September 2019 In Review
Toronto and area’s residential resale market, which I have been describing as beautifully boring over the last few months, got a lot less boring in September. Compared to last September, reported sales were up by 22 percent, but more concerning is the fact that average sale prices jumped by almost 6 percent. With salaries and wages increasing by only 3.5 to 3.8 percent affordability and substantially concerns once again get pushed to the forefront.
In September the average sale price climbed to $843,115 for all properties sold in the greater Toronto area. In the City of Toronto, the average sale price made its way to $913,096. These are the highest average sale prices recorded since the housing measures implemented by the provincial government in April 2017, and more concerning, they are beginning to approach the record high average prices reached in early 2017 that drove government intervention in the first place.

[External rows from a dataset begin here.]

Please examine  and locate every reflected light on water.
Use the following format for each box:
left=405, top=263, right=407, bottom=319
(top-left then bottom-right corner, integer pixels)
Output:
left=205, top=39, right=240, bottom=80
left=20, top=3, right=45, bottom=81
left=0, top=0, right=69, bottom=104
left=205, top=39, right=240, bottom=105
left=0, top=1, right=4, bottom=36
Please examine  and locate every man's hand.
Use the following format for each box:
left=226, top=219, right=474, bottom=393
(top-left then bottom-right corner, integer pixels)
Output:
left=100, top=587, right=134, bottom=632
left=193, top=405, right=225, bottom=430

In the City of Toronto, it is now almost impossible to buy a detached or semi-detached property for under $1 Million. In September the average sale price for detached properties came in at $1,306,000 and semi-detached increased to $1,069,000. What is alarming is the rise in condominium apartment sale prices, the region’s most affordable housing type. For the City of Toronto, the average sale price came in at $636,817, however the bulk of condominium sales take place in Toronto’s central core, and there the average sale price popped to $719, 341, a record number. The sale of an average priced condominium apartment represents only 700 square feet of living space.

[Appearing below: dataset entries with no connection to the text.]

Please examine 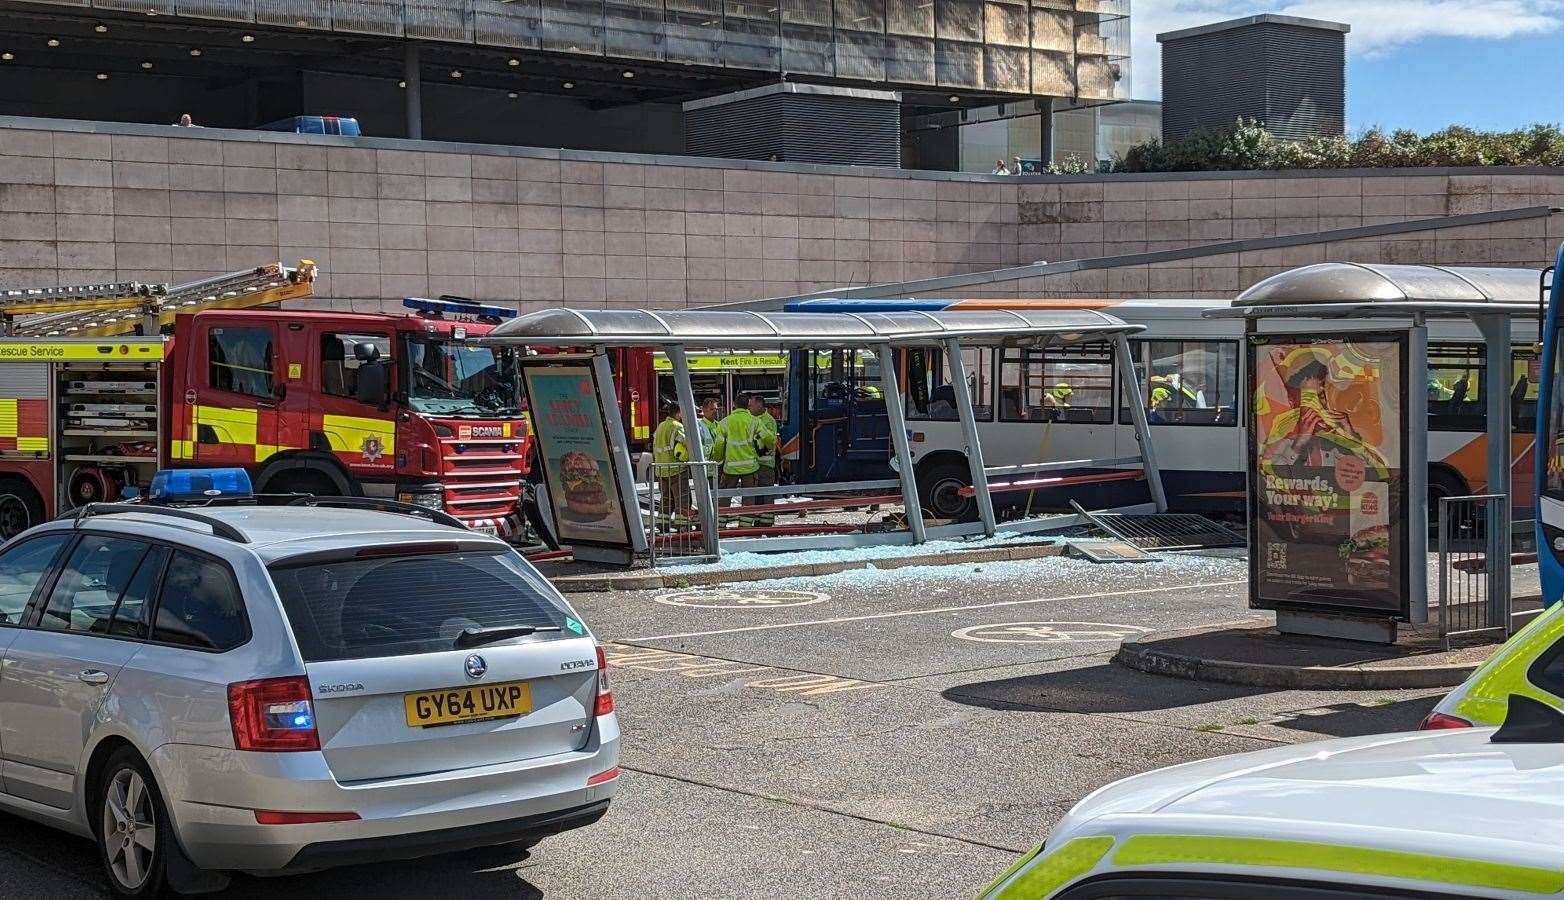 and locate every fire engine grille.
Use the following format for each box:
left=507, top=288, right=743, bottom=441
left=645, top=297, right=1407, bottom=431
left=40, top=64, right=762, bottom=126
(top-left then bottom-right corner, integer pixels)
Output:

The 905 regions have also been showing signs of life, however they lag the prices that are approaching record highs in the City of Toronto. The average price for detached properties remains under $1 Million ($946,256), while semi-detached prices dramatically lag their Toronto counter parts, coming in at only $689,950. In the 905 regions condominium apartments, which are becoming more plentiful, are only $497,000.

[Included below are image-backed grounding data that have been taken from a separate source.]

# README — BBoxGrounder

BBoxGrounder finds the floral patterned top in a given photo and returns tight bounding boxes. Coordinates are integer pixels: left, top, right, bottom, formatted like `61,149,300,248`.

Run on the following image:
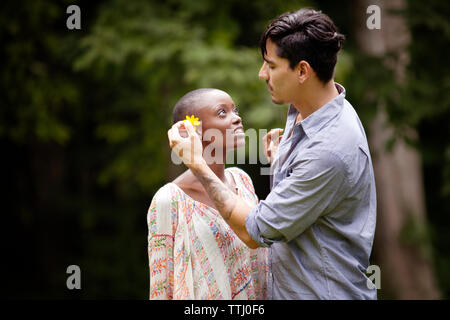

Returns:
147,167,268,300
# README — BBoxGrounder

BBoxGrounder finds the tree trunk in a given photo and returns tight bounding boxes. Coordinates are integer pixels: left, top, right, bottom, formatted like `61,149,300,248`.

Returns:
353,0,440,299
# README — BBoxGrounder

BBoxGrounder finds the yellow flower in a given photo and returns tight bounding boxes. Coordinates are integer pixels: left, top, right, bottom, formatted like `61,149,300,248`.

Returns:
184,115,201,130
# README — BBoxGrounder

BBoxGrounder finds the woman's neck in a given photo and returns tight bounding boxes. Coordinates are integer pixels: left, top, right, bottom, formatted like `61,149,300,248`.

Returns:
205,162,226,183
199,148,228,183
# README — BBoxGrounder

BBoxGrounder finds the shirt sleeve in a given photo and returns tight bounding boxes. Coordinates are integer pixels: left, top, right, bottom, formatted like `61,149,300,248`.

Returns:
147,185,178,300
245,150,348,247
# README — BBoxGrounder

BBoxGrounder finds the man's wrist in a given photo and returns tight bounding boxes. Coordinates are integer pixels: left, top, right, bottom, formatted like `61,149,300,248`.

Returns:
189,157,208,173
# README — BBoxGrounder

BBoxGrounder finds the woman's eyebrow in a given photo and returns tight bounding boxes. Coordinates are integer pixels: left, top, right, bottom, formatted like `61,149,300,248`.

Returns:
212,103,235,109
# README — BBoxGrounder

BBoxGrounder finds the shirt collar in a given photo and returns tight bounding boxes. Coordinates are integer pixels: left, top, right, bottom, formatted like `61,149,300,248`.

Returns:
290,82,346,139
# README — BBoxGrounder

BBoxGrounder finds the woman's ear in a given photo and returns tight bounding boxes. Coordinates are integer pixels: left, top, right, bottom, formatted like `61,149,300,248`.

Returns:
196,121,203,138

No doubt the rise in average sale prices is being driven by a lack of inventory. This is particularly true in the City of Toronto. Throughout the greater Toronto area listed properties are down by over 14 percent compared to last year ----- 17,254 available properties for the entire greater Toronto area is simply insufficient supply. in the City of Toronto, the situation is becoming critical. At month end only 5,499 properties were available for sale. This translates into only 1.9 months of inventory. It is not surprising that all properties sold in the City of Toronto sold in only 19 days (including all condominium apartment sales) and astonishingly for 101 percent of their asking prices.
Given these market conditions it is imperative that the political parties engaged in Canada’s federal election not make promises that will stimulate the housing market. In particular the Conservative Party’s promise to lower the mortgage stress testing levels and increase amortization times will have a disastrous impact on the prevailing market and its longer term sustainability.